DERRY — Catherine George said she didn’t want her brother-in-law to suffer anymore when confessing to police she killed him.
George, a registered nurse at Catholic Medical Center in Manchester, walked into the Derry police station Oct. 14 and said she gave Randall Percival 300 milliliters of insulin, killing the 55-year-old Raymond man, according to the New Hampshire Nursing Board.
George handed police a large syringe and glass vial of Novolog insulin. She was asked where she got the insulin and told police she accidentally brought the medication home from work in July and forgot to return it.
Percival, an engineer and licensed pilot, died in his home Oct. 9. But news of Percival’s death wasn’t made public until Wednesday, when the state attorney general’s office announced George’s nursing license had been suspended.
Associate Attorney General Jane Young said she couldn’t comment in detail about the case because it was still under investigation. Young did say George has not been charged.
Authorities remain tight-lipped about the case, including Derry, Raymond and state police, who refer all questions to the attorney’s general’s office.
The nursing board suspended George’s license effective Tuesday, concluding she “poses a risk to the public,” Assistant Attorney General Sarah Blodgett said.
George received her nursing license in 1994, according to Denise Nies, the 11-member board’s executive director.
Alex Walker, the hospital’s lead counsel, said he could not comment on George’s employment other than to say she had worked there for “many years” and that Catholic Medical Center launched its own investigation.
“She is on unpaid administrative leave pending the outcome of our investigation,” Walker said.
He said the hospital is working with investigators and would not comment on whether Catholic Medical Center officials knew the insulin was missing.
“We are cooperating and working with them to determine if the vial, indeed, came from CMC,” Walker said.
He did not know when George worked her last shift at the hospital, but did say authorities were immediately notified when they learned of the nurse’s confession to Derry police.
Nies said the nursing board will holding a hearing on the status of George’s license Nov. 2.

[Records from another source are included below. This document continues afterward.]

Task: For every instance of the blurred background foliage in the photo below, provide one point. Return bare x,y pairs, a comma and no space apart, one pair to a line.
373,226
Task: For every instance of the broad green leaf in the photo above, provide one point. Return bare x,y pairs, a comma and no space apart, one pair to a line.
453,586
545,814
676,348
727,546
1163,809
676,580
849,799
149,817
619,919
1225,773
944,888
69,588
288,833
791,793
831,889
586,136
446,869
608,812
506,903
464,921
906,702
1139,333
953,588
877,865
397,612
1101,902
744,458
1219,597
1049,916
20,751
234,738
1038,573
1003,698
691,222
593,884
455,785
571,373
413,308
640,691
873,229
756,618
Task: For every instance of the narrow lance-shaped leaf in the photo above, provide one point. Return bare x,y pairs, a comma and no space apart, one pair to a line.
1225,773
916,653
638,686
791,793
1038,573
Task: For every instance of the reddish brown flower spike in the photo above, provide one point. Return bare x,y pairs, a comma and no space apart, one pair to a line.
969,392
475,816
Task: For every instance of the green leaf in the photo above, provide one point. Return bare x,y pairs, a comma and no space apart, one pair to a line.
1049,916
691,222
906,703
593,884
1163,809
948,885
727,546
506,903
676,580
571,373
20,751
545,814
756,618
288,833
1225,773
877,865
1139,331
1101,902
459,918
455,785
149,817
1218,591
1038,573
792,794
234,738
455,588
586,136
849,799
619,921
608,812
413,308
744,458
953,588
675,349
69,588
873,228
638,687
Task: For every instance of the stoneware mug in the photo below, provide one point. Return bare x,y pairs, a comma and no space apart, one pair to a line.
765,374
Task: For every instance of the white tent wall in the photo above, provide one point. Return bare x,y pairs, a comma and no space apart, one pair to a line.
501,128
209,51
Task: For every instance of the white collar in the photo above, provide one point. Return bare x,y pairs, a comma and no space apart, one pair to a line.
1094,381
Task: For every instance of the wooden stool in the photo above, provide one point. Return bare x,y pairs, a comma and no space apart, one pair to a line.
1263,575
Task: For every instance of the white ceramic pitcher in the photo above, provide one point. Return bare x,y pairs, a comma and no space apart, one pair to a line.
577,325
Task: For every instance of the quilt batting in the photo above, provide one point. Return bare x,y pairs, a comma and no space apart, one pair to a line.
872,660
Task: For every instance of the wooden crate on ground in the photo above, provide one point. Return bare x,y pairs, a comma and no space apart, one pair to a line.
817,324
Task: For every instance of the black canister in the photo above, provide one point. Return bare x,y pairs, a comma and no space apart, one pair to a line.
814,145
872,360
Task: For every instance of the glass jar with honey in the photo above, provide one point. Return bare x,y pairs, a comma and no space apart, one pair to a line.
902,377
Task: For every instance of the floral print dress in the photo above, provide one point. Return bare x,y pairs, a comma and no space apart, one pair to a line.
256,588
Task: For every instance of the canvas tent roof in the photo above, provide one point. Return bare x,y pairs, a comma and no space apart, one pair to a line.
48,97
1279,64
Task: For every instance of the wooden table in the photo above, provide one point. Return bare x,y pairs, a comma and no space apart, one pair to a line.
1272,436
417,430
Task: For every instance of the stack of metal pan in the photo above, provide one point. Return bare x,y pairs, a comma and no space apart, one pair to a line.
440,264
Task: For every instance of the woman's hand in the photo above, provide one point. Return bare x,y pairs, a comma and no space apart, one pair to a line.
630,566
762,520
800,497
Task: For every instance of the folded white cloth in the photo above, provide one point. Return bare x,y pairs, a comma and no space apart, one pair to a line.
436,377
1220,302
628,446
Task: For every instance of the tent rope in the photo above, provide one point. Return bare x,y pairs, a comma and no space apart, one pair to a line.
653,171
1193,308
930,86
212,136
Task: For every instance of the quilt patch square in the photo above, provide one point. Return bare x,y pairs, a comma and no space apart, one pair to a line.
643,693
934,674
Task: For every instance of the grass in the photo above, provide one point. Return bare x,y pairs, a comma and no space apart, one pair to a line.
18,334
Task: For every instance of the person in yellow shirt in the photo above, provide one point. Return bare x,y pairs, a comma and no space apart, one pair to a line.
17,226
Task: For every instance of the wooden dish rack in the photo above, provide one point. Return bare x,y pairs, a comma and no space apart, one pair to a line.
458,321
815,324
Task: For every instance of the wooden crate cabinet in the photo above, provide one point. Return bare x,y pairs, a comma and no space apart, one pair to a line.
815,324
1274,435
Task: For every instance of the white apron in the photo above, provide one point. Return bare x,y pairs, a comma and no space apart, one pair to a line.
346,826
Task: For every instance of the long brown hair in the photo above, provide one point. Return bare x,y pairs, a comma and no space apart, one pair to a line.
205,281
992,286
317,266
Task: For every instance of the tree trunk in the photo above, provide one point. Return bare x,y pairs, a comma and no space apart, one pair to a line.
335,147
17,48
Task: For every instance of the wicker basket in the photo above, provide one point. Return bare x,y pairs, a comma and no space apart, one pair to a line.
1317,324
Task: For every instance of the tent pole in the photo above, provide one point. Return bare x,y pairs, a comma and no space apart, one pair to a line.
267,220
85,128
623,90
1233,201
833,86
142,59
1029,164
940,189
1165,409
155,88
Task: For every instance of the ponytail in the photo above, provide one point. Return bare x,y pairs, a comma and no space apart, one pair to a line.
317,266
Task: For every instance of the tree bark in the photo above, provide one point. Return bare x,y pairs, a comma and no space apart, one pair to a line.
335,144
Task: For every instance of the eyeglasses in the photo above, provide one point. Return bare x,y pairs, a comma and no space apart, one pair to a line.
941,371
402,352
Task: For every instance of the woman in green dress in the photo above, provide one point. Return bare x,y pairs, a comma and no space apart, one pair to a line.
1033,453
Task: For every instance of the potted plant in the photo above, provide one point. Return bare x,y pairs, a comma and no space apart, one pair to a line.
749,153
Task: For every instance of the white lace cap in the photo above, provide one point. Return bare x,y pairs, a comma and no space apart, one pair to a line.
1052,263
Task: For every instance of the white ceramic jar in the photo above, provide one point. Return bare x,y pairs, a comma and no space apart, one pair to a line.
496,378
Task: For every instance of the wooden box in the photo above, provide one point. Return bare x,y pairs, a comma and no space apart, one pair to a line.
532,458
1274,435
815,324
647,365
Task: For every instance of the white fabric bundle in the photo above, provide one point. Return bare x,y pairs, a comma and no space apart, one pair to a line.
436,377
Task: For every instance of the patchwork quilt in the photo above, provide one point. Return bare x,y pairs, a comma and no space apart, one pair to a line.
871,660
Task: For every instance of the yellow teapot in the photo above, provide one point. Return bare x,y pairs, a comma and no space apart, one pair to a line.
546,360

“A license can be suspended for a certain period of time or it can be suspended indefinitely,” she said.
Percival’s obituary said he was a licensed pilot who had worked for the last six years as a research and development optics engineer for Carl Zeiss NTS in Peabody, Mass. He was also an avid outdoorsman who loved camping, fishing and boating.
Percival had lived in Raymond for 26 years, formerly living in Wenham and Beverly, Mass. Percival and his wife, Betti, had been married for 35 years and they had two sons, the obituary said. George was also listed as one of his survivors.
The obituary did not refer to any health problems, but did say donations may be made in his memory to the Cholangiocarcinoma Foundation.
Neither Walker nor family members could be reached for comment.